Retail Media Incrementality vs. ROAS: Was ist besser?

Keiner von beiden ist generell „besser“ – sie beantworten einfach unterschiedliche Fragen. Der ROAS ist super für die Ausrichtung der Effizienz und Optimierung, kann aber Anzeigen, die die bestehende Nachfrage abdecken, überbewerten. Die Inkrementalität eignet sich am besten für Budgetverteidigungs- und Wachstumsentscheidungen, weil sie den kausalen Anstieg isoliert. Viele Teams nutzen den ROAS für die Anpassung während der Kampagne und die Inkrementalität für die Planung.

Was gibt's Neues zum Thema Inkrementalität in den Retail-Medien im Jahr 2025?

Im Jahr 2025 legen immer mehr Werbetreibende Wert auf Inkrementalität, aber der Fokus verlagert sich mit der Ausweitung der Handelsmedien auf Standardisierung, wiederholbare Testrahmen und kanalübergreifende Messungen. Der Druck für eine bessere Datenzusammenarbeit und klarere Methoden wächst und hilft Teams dabei, von Ad-hoc-Lift-Tests zu kontinuierlichen Lernprogrammen überzugehen.

Glossar

Inkrementalität (Retail Media): Der kausale Anstieg von Umsatz/Gewinn, der auf Werbung zurückzuführen ist, normalerweise überprüft mit Holdouts oder kontrollierten Experimenten; das ist das „Warum“ hinter der Messung der tatsächlichen Leistung über den ROAS hinaus.
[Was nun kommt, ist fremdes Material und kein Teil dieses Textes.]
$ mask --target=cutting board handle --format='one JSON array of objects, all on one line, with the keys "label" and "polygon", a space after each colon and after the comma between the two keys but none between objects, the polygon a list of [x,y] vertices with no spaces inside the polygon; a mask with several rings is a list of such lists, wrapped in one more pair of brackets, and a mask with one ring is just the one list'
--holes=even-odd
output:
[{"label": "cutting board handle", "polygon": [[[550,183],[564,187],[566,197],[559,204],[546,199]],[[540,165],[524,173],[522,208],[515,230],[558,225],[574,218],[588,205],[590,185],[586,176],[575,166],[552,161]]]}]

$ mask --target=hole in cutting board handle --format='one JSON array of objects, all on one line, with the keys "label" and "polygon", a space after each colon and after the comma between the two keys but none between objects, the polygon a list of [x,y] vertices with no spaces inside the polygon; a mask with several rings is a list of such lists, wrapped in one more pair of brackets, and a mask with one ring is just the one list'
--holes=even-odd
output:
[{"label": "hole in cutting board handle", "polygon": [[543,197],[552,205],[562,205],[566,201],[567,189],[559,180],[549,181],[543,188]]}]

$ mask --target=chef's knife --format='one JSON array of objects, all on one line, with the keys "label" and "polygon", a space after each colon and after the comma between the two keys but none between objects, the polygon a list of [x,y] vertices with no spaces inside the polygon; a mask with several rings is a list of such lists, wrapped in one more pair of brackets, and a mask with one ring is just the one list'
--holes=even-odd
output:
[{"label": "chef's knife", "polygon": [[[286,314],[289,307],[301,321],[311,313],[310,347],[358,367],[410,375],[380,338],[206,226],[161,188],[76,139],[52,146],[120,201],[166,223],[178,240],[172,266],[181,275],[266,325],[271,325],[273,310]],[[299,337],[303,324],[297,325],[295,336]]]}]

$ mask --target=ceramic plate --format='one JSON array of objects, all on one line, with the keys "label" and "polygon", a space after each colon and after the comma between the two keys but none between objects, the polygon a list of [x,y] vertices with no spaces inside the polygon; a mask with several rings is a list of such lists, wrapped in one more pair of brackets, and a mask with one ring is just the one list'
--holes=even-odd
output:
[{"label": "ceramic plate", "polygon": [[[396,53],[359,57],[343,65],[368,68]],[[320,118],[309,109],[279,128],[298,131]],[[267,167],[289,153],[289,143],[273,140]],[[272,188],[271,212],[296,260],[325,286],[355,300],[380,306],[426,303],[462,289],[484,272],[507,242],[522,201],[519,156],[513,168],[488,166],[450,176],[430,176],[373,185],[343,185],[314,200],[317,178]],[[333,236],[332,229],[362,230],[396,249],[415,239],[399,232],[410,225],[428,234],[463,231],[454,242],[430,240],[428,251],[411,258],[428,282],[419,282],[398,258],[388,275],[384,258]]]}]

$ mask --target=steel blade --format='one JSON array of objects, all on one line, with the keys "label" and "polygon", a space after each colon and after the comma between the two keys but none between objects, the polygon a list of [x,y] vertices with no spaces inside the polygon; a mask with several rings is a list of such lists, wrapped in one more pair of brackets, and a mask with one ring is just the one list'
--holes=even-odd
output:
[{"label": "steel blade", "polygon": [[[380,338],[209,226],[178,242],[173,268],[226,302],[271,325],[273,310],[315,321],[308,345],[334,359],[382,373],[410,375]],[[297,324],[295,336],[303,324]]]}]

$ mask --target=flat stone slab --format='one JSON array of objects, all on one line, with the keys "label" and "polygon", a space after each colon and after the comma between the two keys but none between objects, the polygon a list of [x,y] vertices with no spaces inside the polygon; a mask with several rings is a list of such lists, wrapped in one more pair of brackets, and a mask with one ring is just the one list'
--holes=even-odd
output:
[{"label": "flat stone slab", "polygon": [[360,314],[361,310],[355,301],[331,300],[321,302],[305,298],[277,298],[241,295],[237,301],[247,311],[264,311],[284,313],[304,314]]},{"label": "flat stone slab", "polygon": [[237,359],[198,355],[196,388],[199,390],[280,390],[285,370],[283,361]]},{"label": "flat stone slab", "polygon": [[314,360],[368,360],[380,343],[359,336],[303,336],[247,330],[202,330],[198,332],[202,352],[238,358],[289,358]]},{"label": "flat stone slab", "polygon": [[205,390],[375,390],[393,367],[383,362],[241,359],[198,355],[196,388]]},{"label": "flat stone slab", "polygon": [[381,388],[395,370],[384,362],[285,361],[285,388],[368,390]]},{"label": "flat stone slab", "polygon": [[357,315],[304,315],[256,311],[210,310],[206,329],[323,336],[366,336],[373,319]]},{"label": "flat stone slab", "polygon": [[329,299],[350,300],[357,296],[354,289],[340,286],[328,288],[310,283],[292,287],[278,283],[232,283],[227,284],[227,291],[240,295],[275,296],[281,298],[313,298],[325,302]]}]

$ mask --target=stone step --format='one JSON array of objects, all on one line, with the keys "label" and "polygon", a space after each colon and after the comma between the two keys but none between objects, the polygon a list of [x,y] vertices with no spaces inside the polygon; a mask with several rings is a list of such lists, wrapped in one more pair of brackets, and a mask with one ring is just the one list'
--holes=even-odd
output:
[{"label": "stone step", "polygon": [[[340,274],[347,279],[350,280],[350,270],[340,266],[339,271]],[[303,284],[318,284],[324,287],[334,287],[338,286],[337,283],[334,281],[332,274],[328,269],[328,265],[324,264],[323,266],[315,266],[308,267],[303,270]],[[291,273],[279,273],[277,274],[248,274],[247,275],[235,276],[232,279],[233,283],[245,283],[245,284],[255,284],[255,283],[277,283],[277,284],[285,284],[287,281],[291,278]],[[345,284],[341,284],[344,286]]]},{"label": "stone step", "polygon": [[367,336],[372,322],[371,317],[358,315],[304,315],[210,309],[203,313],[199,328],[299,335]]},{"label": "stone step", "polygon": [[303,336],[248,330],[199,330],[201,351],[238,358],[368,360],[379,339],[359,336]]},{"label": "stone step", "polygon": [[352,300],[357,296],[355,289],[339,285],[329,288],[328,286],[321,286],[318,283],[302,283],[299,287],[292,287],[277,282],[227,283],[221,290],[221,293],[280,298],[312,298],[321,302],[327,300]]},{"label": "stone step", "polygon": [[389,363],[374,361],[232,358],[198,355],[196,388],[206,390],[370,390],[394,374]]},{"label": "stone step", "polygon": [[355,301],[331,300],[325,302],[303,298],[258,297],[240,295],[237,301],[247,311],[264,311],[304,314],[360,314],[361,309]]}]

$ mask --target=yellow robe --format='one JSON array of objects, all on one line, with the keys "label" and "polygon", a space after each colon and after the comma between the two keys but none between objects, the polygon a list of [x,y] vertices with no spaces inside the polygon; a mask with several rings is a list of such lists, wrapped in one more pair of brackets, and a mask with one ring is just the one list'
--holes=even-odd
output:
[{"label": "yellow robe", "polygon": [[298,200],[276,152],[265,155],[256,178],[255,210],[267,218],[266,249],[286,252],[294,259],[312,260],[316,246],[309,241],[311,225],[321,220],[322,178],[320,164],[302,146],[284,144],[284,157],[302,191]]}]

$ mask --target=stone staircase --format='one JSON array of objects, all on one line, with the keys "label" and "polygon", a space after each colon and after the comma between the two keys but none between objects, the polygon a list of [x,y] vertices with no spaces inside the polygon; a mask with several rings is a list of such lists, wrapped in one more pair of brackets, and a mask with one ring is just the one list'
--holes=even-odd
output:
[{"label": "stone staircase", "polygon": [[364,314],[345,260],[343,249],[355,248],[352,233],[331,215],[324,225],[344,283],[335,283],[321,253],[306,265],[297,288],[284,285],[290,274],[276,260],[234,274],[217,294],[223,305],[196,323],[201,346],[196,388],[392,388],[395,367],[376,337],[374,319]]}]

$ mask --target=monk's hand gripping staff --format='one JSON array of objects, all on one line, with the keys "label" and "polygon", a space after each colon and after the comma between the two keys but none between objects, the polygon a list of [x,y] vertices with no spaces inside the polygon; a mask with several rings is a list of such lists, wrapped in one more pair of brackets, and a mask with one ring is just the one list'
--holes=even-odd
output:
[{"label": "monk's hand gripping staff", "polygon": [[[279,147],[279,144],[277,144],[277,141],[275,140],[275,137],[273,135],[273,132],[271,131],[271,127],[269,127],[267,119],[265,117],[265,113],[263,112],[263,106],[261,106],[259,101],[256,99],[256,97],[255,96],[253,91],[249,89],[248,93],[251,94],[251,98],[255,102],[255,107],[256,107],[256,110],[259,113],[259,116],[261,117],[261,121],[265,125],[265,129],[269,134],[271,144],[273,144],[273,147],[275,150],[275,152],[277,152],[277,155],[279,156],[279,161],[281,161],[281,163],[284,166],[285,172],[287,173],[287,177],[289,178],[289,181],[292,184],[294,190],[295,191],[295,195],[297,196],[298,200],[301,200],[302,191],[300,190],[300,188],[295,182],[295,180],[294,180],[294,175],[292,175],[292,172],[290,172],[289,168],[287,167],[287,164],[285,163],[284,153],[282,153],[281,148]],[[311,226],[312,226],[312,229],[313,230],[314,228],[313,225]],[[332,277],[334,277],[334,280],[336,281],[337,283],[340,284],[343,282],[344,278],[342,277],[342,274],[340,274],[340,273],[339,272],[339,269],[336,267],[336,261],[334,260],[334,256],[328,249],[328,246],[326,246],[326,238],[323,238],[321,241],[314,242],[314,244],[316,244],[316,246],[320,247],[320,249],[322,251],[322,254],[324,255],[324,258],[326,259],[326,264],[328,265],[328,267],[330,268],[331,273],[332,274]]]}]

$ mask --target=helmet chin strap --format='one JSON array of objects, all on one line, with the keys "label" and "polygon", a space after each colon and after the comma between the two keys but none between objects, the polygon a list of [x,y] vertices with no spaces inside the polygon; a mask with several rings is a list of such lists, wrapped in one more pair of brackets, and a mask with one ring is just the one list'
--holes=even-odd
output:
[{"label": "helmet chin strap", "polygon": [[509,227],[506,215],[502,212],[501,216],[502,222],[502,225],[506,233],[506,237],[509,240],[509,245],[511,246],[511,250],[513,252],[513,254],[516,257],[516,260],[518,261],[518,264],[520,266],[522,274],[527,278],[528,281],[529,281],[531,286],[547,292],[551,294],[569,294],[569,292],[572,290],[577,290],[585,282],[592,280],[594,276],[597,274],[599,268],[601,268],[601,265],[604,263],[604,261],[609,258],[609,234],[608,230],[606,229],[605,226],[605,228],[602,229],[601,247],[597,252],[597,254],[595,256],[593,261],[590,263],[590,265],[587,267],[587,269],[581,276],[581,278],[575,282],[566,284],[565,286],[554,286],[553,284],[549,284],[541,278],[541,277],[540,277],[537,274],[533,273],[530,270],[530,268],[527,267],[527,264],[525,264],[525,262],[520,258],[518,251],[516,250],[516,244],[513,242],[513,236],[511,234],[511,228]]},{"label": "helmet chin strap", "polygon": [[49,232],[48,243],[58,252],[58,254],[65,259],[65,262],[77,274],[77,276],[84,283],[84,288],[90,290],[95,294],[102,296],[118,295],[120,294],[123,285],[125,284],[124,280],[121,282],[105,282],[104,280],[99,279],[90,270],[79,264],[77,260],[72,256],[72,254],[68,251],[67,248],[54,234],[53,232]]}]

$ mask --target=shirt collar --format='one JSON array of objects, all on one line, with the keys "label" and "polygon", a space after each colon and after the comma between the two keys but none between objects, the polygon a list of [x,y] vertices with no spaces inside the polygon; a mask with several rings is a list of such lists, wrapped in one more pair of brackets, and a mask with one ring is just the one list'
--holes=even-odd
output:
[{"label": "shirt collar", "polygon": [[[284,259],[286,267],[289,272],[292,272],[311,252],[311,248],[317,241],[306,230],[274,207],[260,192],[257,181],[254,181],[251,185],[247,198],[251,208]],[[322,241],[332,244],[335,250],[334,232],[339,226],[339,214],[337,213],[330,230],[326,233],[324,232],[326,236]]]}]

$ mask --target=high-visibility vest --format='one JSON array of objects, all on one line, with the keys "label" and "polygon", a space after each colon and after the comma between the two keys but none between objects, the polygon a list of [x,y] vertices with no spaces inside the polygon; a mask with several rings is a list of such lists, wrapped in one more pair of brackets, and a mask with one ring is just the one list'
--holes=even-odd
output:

Holdout-Test: Ein Experiment, bei dem einer Kontrollgruppe keine Werbung gezeigt wird, um den inkrementellen Lift zu schätzen; eine gängige Methode, um organische Nachfrage von werbegetriebenen Ergebnissen zu trennen.

New-to-Brand (NTB): Eine Art, Kunden einzuteilen, um zu sehen, wie gut die Akquise funktioniert. NTB kann ein Teil der Inkrementalität sein, ist aber nicht dasselbe wie ein inkrementeller Umsatzanstieg.

Commerce Media: Das größere Ökosystem, das Retail Media auf weitere Berührungspunkte ausdehnt (Off-Site, Social Commerce und In-Store); es macht einheitliche Inkrementalitätsmethoden über alle Kanäle hinweg noch wichtiger.